Sir, - Alan Shatter (The Irish Times, February 5th) accuses me of being "disingenuous" in arguing that the failures to protect the McColgan children can only be understood if placed in the context of the quite different era of child care that existed then. Yet he fails to address in any meaningful way the substantive point that I made in my article concerning the relative lack of knowledge of child abuse during the 1979-84 period when the McColgan case was open, the different norms of good practice of the time, the relative lack of accountability in the system then, and the negative impact of inadequate child protection laws and procedures then operating on how such cases were handled.

He thus exhibits precisely the lack of perspective, errors of judgement and distortion of historical realities that I drew attention to in my original article. The only substantive evidence he presents to support his argument that child abuse was widely enough known about then to lead us to reasonably expect that protective action should have been taken by the health board is the two cases that came to light between 1980 and 1982 in which children were killed by parents while the cases were under the supervision of Health Boards. What he failed to point out was that these cases were in fact the subject of a modest investigation by the then Minister for Health, Dr Michael Woods. His report, which ran to just four pages, concluded that the social workers and other professionals "acted, as individuals, in a concerned and conscientious manner. Nevertheless, it would appear to him that they did not initially work cohesively as a team with full communication of the facts and co-ordination of efforts." This finding had a major impact on the direction of the 1983 edition of the Child Abuse Guidelines towards an increased emphasis on the importance of inter-agency communication and co-ordination.

In effectively exonerating the professionals involved, the Minister pointed to the fact that "those working in the field of child care have a difficult job to do, resources are scarce, and the special bond between children and their parents is, in itself, a particular inhibition where the question of intervention arises." Such reasoning, and the low-key analysis given to these cases which involved child deaths, demonstrates the limited role that the Irish State traditionally took and expected in child protection, something that has only really begun to change in the 1990s. This is why I believe Alan Shatter is wrong, as he can be seen to be projecting back on to that period a level of accountability and knowledge deriving from 1990s developments that simply did not exist then. If it had done, perhaps he can explain why the Minister for Health himself was so sympathetic to what needed to be learned about child abuse and inter-agency co-ordination and did not insist on holding the agencies involved accountable.
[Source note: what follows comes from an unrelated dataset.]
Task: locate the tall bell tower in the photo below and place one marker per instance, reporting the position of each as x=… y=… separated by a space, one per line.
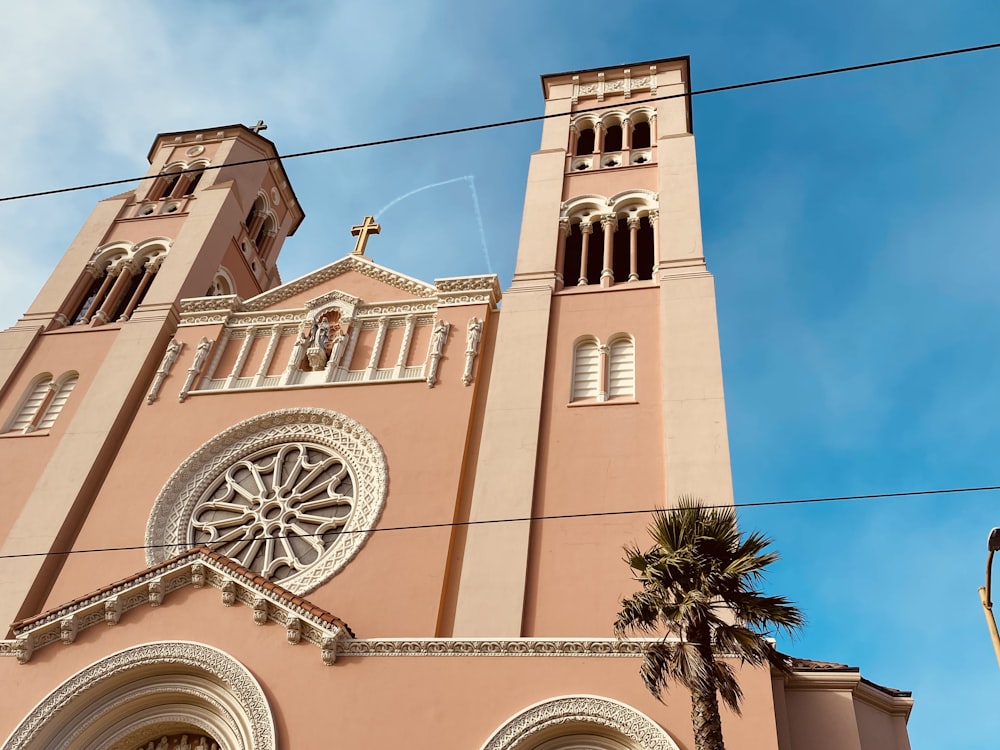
x=209 y=219
x=606 y=388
The whole point of attempting to reach a deeper sociological and historical understanding of what effective child protection involves is not in any sense to try to walk away from acceptance of responsibility for mistakes and system failures. It is to deepen our understanding of what real accountability for children has to mean, at all levels. I can agree with Alan Shatter that health boards, and the State more generally, should be accountable for child protection. But I simply cannot agree that at present this should so readily translate into an approach which - to use the term which litters his article - "blames" social workers and other professionals for system failures. He appears to be advancing a model of accountability which wishes to hold front-line professionals responsible for failures within a system that, even by his own account, is known to have been inadequate to the task of achieving effective child protection.

READ MORE

Placing such impossible burdens of responsibility on social workers is neither fair nor in the best interests of child protection. The sooner Alan Shatter and others in positions of influence wake up to this fact the better the prospects will be for achieving a balanced understanding of the inevitable risks of getting it wrong that social workers face in their daily work and reaching a meaningful definition of what accountability means at all levels, from civil society, to government, to front-line professional practice.

Finally, can I stress again that I wholeheartedly welcome the settlement that the McColgan's profoundly courageous stand won them and the profound importance that it is already having for helping other vicitms to be heard and survive child abuse. - Yours, etc.,

FROM (Dr) Harry Ferguson

Department of Applied Social Studies, University College, Cork.